Pages

Thursday, 5 August 2010

Great news for the Swallowtail

swallowtail

I’VE only seen one once, fluttering across a boardwalk at Ranworth. It was several years ago, before I knew how special it was, before I appreciated that the Broads was just about the only place in this country where you could see the Swallowtail butterfly. They used to be much more common of course. But that was in the days when reed and sedge cutting was a genuine industry; fuelled by the demand for thatch and marsh hay for the horses which pulled London cabs. As Britain started its long love affair with the internal combustion engine, the marshes become overgrown. One of the many consequences was that milk parsley – the main food for the Swallowtail caterpillar - found itself shaded out. But since the 1990s there’s been a “fen management strategy” to replace Edwardian industry. And today the Broads Authority is able to trumpet the first increase in Swallowtail numbers for a century – a remarkable milestone.

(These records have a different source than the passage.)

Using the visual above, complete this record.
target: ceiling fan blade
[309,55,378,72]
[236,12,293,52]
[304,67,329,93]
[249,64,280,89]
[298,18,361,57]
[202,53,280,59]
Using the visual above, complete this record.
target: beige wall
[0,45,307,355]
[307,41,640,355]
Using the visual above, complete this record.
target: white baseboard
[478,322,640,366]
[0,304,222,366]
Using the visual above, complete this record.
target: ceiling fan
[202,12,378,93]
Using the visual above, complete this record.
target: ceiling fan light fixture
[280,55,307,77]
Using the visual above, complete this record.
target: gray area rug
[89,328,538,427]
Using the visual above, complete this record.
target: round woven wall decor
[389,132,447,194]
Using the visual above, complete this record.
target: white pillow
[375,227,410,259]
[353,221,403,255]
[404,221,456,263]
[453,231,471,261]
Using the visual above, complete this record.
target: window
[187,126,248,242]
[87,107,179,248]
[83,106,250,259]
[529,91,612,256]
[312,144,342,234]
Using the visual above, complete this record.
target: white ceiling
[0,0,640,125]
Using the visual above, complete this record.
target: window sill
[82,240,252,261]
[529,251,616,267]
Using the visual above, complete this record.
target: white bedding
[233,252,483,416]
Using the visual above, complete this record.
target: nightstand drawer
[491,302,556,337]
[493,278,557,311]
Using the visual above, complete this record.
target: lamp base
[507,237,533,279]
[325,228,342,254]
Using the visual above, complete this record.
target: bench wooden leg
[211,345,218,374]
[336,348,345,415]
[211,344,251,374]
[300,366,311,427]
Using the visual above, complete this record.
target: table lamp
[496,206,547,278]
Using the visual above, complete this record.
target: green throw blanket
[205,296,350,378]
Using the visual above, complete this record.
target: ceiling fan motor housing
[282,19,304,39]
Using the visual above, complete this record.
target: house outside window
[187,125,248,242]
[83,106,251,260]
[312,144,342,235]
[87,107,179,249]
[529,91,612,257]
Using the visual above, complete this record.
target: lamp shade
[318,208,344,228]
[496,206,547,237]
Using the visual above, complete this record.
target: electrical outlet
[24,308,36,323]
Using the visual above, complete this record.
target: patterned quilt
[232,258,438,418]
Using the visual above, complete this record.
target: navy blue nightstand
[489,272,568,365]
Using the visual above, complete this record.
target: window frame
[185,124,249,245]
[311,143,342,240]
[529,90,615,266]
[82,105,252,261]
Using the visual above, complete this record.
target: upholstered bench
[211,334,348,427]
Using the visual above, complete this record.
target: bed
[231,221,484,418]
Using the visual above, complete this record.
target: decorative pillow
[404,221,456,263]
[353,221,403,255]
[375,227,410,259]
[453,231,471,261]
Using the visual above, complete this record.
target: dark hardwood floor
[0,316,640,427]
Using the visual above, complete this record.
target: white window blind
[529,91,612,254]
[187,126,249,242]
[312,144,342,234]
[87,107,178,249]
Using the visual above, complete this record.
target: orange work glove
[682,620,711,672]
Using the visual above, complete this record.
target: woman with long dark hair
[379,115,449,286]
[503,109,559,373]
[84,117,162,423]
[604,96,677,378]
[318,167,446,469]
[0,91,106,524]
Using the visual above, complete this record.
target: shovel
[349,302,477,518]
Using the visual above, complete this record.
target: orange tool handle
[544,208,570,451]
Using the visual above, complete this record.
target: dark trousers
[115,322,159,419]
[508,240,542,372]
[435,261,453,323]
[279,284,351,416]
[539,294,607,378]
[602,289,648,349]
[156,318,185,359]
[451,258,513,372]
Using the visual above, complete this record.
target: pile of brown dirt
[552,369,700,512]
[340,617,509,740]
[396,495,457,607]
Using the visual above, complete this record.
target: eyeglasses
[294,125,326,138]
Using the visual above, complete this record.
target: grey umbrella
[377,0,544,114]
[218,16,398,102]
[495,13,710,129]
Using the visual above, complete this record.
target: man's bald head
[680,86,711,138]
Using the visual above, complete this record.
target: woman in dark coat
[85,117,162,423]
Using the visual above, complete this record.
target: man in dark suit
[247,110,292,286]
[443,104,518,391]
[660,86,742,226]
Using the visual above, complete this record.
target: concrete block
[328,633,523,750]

* The Broads Authority says the best places to see the swallowtail are at How Hill, near Ludham, Hickling Broad and the Strumpshaw Fen near Brundall. Do any cross the Yare from Strumpshaw into Wherryman’s Way country? Let me know if you spot them. Full press release here. Photo taken from Broads Authority press release.

Tuesday, 3 August 2010

Inner city kingfishers: Norwich by canoe

P8030378

INSTRUCTIONS: Park as close as you can to the Halfords roundabout in Norwich. Yomp your canoe across the inner ring road and along the riverside path towards the New Mills pumping station – the head of navigation on the Wensum. Just downstream there are some steps down to the water’s edge. Float your boat and set off on a journey through Norwich like no other.  The first thing that strikes you is the absence of noise. Traffic is hurtling past Toys R Us just a few yards to your right, but here on the Wensum you might as well be in another world. Next, as you paddle down under St Miles bridge you realise how low you are. Three-storey town houses (and boy, do you realise how many there are in Norwich) tower over you. Further on you start to unintentionally eavesdrop on other people’s lives as riverside dwellers leave their windows open. There was quite a row going on in one of the ground floor rooms at the art college as I drifted silently by. And everything seems closer. Duke Street becomes St George’s, becomes Fye Bridge very quickly. Before you know it you’re sweeping past the courts and on to Cow Tower to join the hire boats south of Bishop’s Bridge. There is plenty of plant life in this river. To my amateur eye, it feels a lot healthier than those stretches of the Yare I’ve paddled along. Damsel and dragon flies mobbed me wherever I went and I also spotted two kingfishers in full flight. It was inner city alright, just a Broads kind of inner city.

* Picture shows the canoe on the return journey just south of the medieval Bishop’s Bridge.